Untestable concepts – Popper argued that the psychodynamic approach does not meet the scientific criterion of falsification, in that it cannot be empirically tested. Many of Freud’s concepts (defence mechanisms, psychosexual stages) are said to occur at the unconscious level, making them difficult, if not impossible to test. For example, when trying to explain offender behaviour, there is the difficulty associated with testing some of the concepts such as an inadequate superego, whose existence is difficult, if not impossible to prove. This means that applications to crime cannot be tested empirically and can only be judged at face value. This therefore questions whether it fulfils the criteria of psychology as a science.
Psychic Determinism – The humanistic approach makes the criticism that the psychodynamic perspective is too deterministic as it leaves little room for the idea of free will.

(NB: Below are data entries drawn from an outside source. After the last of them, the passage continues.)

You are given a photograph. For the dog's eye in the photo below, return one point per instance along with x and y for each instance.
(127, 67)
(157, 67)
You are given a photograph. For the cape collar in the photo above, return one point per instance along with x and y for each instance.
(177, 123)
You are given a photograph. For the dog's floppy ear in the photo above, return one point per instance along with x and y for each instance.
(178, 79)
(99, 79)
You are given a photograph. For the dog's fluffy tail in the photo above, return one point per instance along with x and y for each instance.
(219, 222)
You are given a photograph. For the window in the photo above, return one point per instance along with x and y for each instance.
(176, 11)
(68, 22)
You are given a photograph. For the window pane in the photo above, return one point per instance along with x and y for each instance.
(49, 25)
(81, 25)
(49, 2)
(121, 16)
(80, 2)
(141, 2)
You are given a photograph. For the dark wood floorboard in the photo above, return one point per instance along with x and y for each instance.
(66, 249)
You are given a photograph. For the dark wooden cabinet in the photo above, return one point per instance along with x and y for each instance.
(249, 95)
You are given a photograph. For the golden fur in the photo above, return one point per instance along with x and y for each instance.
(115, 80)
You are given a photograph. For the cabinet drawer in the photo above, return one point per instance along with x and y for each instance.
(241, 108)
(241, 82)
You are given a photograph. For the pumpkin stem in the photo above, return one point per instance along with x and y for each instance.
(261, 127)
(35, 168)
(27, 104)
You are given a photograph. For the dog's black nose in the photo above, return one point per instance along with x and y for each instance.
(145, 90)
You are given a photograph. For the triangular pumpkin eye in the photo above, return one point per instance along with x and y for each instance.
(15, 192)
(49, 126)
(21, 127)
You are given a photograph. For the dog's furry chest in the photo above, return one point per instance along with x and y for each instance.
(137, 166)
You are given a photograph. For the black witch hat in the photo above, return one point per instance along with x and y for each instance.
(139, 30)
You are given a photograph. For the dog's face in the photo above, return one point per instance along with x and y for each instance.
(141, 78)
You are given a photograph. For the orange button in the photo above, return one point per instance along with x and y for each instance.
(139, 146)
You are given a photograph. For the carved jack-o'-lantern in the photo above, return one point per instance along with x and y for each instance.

The psychodynamic approach suggests that adult behaviour is determined by a combination of innate drives and early experiences and that any free will we may think we have is an illusion. For example, according to this approach, if someone was overindulged or deprived at a psychosexual stage then they would develop an abnormality in adult life. Also, in terms of offending behaviour, for example, the belief that unconscious conflicts, rooted in early childhood and determined by interactions with parents, would drive future criminal behaviour. This is a weakness because the approach suggests that all behaviour is driven by unconscious forces only, ignoring the possibility of free will which may also govern behaviour.